Review by Haste2

Reviewed: 03/20/06

A fantastic, gameplay-driven RPG.


Final Fantasy V, released in 1992 in Japan, wasn't released stateside until 7 years later. While I am grateful that we can experience the game today, the fact that we received the game so late has taken the spotlight away from the game. FFV is famous for it's Job System, and is often compared to FFIIIj. While FFIII is a fun game, FFV improves on almost every aspect of it. In fact, I find FFV to have the best gameplay in the entire series.

Graphics - 8/10

Squaresoft never fails to utilize the graphic capabilities of the SNES. The characters themselves on the field are small and look dull, which is perhaps the weakest part of the graphics. However, each of your party members has his or her own unique look depending on what Job they have, whether it's Bartz as as Knight, Galuf as a Time Mage, Faris as a Hunter, or Reina as a Thief. The enemies don't look too shabby, either. You will find many famous enemies (Tonberry, for instance) that make their first appearance in FFV. Cool.

Sound - 7/10

Contrary to the opinions of others, I find the sound to be up to par with the rest of the series. I find the town, over-world and emotional themes in particular to be quite enjoyable. The main theme, "Ahead On Our Way", is my favorite piece Uematsu's ever written. More good news on top of that is that the main theme gets used in many pieces in the game. My main gripe is that the pieces are a bit TOO simple, with almost 100% focus on a single melody line. Uematsu never fails with his melodies, however.

Story - 5/10

To those of you who are expecting a glamorous epic story like that of FF6 or FF7...I hate to break it to ya, but FFV doesn't have that. Basically, it's a story about 4 crystals with a different spin on it. Basically, some evil dude named Ex-Death is trying to destroy those crystals so that he can destroy the world, pretty much. The characters in party are Bartz, Reina, Galuf, and Faris, all of which you obtain in the first half-hour of the game. While they do have their own personality and stories (thank goodness) and there are storyline cutscenes, none of them are truly significant to their development and you never grow to actually care about the characters. On the bright side, the characters and storyline development actually are really amazing compared to that of FF3j. :p

Gameplay - 10/10.

Most RPGs try to make a good balance between storyline and gameplay. With the weakness of the weakness, that leaves the gameplay as the sole crutch that FFV has to stand. Let me tell you, It has the typical basic structure of the Final Fantasies, with the random enemy encounters, Active Time Battle, and linear progression that you all so love very much.

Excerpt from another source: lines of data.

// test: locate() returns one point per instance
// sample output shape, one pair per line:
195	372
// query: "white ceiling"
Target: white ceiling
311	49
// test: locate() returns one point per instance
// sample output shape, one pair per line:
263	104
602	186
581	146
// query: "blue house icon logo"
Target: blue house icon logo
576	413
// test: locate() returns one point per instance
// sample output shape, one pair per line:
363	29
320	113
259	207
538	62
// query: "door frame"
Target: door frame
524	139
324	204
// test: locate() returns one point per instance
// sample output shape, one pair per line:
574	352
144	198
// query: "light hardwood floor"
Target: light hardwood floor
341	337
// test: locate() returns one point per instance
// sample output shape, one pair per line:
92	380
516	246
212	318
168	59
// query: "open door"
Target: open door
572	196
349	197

The battle system is what sets FFV is from the rest. First, take FF3's job system where everybody can go switch to whatever job they want whenever they want. Then, add the idea that you can permanently learn certain job abilities that you can equip regardless of what jobs you switch to. Next, add the idea of Ability Points in which you can "level up" your jobs, encouraging you to choose your jobs wisely in order to best prepare your abilities in the future. Some jobs have uses outside of battle, such as the Thief's ability to have your party walk twice the normal pace on the field, or the Geomancer's ability to see invisible traps. The enemies stand out in this game, too: almost every enemy has unique ways to try and mess you up, whether it's an instant death move, a petrifying move, or an instant death+petrify at the same time!

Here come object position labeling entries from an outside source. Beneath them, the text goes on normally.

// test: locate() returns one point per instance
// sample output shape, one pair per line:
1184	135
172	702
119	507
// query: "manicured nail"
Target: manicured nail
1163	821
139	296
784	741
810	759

FFV also takes big step forward in the series in terms of convenience in the menus. Instead of blindly having to purchase a piece of armor to see its abilities, you can now what it can do ahead of time. This is also the first Final Fantasy game you can automatically sort your inventory. The Optimum option is handy, too. My one minor gripe is that whenever you change a job or ability, your equipment automatically changes to your "optimum" equipment, which isn't always what you want.

The difficulty is just about perfect. It never gets overly easy, but with proper planning you can overcome just about any dungeon or boss without over-leveling. The difficulty curve is also very good: clearly World 1 is the easiest world, while World 3 is the most difficult. Also, unlike other Final Fantasies, there's no way you're gonna beat Ex-Death by just attack attacking and using Cure3 every round. If you think Ex-Death is too easy, try fighting Omega and Shinryuu!

Replay Value - 9/10.

Unlike several other Final Fantasies, FFV is very much worth replaying. With over 20 different jobs, the combinations of ways to build up your party is endless. You will constantly be finding new uses with almost every Job. There aren't a whole lot of side quests, but, hey, it's improved from the earlier Final Fantasies.

Overall - 9/10

I high recommend that you obtain this game. It just never gets stale. You can find this game as part of Final Fantasy Anthology for the Playstations, and the port is actually pretty good, with only minor slowdown and loading issues. If you can forgive the mediocre story, it's easy to discover the beauty of the battle system and the flow of the game.